Wilson's cosmopolitanism was as much a product of historical circumstance as of ideological commitment. The legislative achievements of his first term reflected national resolve, mounting over the course of the previous two decades, to correct the blatant indignities of corporate industrialism. This was an epoch unprecedented in American history, Wilson announced in his Second Inaugural Address. Never before had the nation as a whole been so eager to "set our house in order, correct the grosser errors and abuses of our industrial life, liberate and quicken the processes of our national genius and energy, and lift our politics to a broader view of the people's essential interest." Progressives such as Addams shared the president's enthusiasm. Campaigning for Wilson in autumn 1916, Addams praised his administration for protecting workers' rights, promoting the general welfare, and furthering the cause of international peace. In foreign affairs, Addams marveled, Wilson's "consistent concern for the man at the bottom" inspired the remarkable conviction "that the Mexicans should have an opportunity to work their own political institutions" free from outside coercion.
Like the cosmopolitan patriots, Wilson viewed political cynicism and the disempowerment of immigrant minorities as the principal impediments to national well-being. With them, he regarded sympathy and mutual obligation as essential civic virtues. On Independence Day, 1916, he associated a multitude of flags arrayed before him with Americans' obligation to take an interest in one another. "Every one of those flags," the President chided, "ought to have suggested to every one of us that we have not yet fulfilled the full conscientious duty of America in understanding each other and, through comprehension of each other, understanding and serving the world." Familiarity was essential to democratic coalition building. Where authoritarian regimes demanded only their subjects' fealty, democratic rule depended on citizens' readiness to work cooperatively.
On point after point, the president's rhetoric seemed to accord with the tenets of cosmopolitan patriotism. And yet there was a portentous quality to Wilson's words. As long as calm prevailed, Americans might uphold his association of honor and honesty, patriotism and candor, and nationalism with individual autonomy. But calm proved elusive in a nation composed of representatives of Europe's warring parties. German naval aggression polarized American opinion in the second year of the war. Wilson's thinking betrayed a conformist impulse; his calls for unity conveyed a certain volkishness. Lately a champion of democracy and dissent, Wilson grew hostile to dissent on the eve of his second term.
Historian Thomas Knock portrayed the author of the Fourteen Points as the pivot of a spectrum of Progressive and radical Democrats extending from Herbert Croly to John Dewey to Max Eastman, Mother Jones, and Debs.
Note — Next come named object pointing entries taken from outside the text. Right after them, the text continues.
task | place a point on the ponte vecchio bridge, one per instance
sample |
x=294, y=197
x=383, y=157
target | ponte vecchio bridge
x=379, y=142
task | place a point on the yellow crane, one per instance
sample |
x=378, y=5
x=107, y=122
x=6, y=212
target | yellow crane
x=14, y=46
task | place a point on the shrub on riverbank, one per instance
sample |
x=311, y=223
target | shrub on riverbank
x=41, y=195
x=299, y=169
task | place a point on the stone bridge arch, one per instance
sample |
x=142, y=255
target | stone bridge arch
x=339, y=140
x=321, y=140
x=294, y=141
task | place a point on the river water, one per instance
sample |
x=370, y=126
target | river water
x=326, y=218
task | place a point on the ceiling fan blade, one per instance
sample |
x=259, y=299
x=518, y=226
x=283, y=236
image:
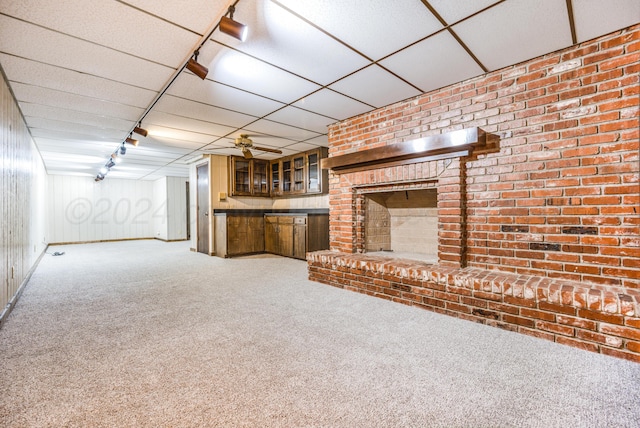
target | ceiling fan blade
x=265, y=149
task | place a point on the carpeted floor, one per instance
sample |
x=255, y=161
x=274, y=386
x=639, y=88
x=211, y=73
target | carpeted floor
x=146, y=333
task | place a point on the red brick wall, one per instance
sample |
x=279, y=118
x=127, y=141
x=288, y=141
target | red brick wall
x=559, y=198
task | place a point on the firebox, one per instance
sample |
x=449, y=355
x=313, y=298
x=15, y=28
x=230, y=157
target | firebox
x=402, y=224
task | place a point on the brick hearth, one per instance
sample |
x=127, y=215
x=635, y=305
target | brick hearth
x=592, y=317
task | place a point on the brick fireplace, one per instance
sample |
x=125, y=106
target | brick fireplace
x=400, y=223
x=534, y=173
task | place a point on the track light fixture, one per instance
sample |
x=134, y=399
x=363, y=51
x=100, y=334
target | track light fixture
x=131, y=141
x=233, y=28
x=196, y=68
x=140, y=131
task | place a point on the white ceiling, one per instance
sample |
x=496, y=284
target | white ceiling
x=86, y=72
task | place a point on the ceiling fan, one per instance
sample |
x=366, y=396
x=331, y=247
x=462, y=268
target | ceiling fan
x=244, y=143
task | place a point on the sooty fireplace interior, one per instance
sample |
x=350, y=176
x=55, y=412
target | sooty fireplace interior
x=402, y=223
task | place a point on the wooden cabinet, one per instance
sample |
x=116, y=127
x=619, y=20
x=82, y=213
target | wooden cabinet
x=299, y=174
x=238, y=234
x=241, y=232
x=278, y=235
x=248, y=177
x=294, y=235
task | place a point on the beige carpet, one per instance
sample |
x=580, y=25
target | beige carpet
x=149, y=334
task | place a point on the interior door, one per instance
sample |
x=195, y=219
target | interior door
x=203, y=208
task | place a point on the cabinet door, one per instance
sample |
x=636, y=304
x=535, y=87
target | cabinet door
x=313, y=183
x=271, y=234
x=286, y=176
x=236, y=235
x=276, y=188
x=260, y=177
x=256, y=234
x=285, y=236
x=299, y=174
x=300, y=238
x=241, y=178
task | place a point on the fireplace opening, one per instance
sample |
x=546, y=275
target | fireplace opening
x=402, y=224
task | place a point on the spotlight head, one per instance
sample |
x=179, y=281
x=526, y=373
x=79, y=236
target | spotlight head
x=196, y=68
x=140, y=131
x=233, y=28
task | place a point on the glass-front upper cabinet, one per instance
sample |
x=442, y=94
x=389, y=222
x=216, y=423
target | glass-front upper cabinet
x=299, y=168
x=260, y=177
x=313, y=172
x=248, y=177
x=286, y=176
x=241, y=180
x=275, y=179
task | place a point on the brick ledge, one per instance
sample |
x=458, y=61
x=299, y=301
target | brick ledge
x=593, y=317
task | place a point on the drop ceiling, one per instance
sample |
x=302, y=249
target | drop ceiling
x=85, y=73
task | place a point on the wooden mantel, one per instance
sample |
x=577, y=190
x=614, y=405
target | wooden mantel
x=452, y=144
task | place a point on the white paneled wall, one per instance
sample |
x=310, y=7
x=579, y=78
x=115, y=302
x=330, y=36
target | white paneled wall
x=83, y=210
x=159, y=221
x=22, y=201
x=170, y=208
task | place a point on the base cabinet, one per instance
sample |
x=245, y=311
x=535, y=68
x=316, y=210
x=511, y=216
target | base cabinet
x=278, y=235
x=285, y=234
x=295, y=235
x=239, y=234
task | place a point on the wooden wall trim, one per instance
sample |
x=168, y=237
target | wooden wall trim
x=451, y=144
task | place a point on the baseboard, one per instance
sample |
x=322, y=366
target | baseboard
x=14, y=300
x=99, y=241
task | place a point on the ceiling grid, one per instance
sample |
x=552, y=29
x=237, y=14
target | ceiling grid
x=86, y=73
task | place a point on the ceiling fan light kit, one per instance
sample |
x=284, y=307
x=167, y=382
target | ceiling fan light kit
x=244, y=143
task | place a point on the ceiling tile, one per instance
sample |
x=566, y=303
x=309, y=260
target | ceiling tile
x=596, y=17
x=433, y=63
x=301, y=119
x=454, y=11
x=280, y=38
x=196, y=15
x=331, y=104
x=53, y=98
x=70, y=53
x=215, y=94
x=186, y=124
x=285, y=131
x=109, y=24
x=74, y=116
x=181, y=107
x=374, y=28
x=78, y=129
x=514, y=31
x=375, y=86
x=239, y=70
x=24, y=71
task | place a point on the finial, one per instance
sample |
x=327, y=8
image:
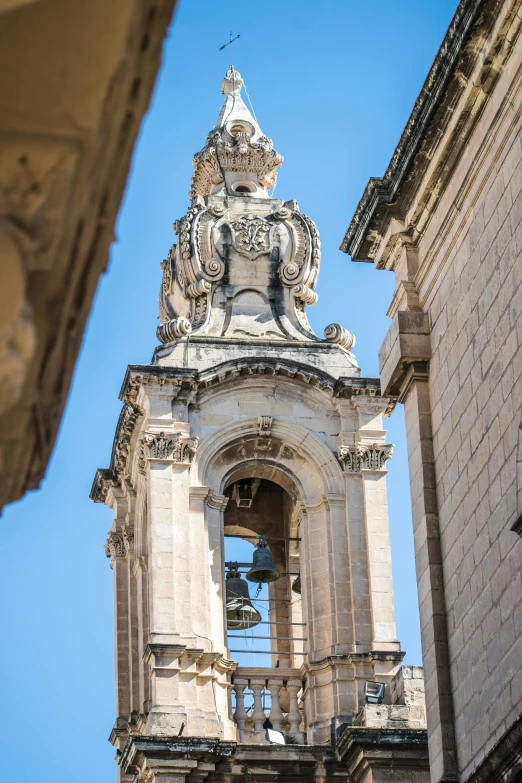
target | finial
x=232, y=82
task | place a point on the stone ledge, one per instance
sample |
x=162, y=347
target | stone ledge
x=503, y=764
x=407, y=342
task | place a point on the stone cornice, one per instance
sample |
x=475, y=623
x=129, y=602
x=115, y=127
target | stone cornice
x=105, y=478
x=361, y=749
x=176, y=382
x=364, y=457
x=433, y=110
x=178, y=379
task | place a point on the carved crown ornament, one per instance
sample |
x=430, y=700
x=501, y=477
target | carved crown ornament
x=359, y=457
x=261, y=254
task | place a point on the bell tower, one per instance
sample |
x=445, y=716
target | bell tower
x=246, y=430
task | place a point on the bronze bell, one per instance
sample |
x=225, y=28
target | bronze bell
x=240, y=612
x=263, y=569
x=296, y=586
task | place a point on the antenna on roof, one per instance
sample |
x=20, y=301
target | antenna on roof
x=229, y=43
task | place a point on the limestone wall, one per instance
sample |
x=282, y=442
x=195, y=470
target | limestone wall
x=476, y=393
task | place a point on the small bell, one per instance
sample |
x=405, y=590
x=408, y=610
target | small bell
x=263, y=569
x=240, y=612
x=296, y=586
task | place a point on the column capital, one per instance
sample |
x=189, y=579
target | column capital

But no matter how much Debs and Addams may have sympathized with Wilson's vision of a League of Nations, long before 1918 they had become skeptical of his commitment to democracy. By the time that the United States declared war on Germany in April 1917, Wilson had all but throttled free speech. To be sure, war also compromised cosmopolitan patriotism; but, no matter what their professed opinion of the war, the cosmopolitan patriots remained skeptical of the idealist fallacy that one could suspend democracy in democracy's name without wreaking inestimable damage.
In April 1915, President Wilson warned that the word "neutrality" did not adequately describe America's perspective toward the combatants. As the custodian of "justice and righteousness and human liberty," America could never watch indifferently or self-interestedly—as neutrality seemed to imply—while modern civilization went down in ruin. "We are compounded of the nations of the world," he told the Associated Press; "we mediate their blood, we mediate their traditions, we mediate their sentiments, their tastes, their passions." Thus America was uniquely equipped to comprehend the nations, Wilson maintained, not individually but collectively. With its eye on the big picture, the United States could straddle the scales of justice, interpreting the warring parties to on another, arbitrating differences, paving the path to peace. But only as long as Americans withstood war's centripetal force, an imperative that called forth virtues never before realized, according to the president—"absolute self-control and self-mastery."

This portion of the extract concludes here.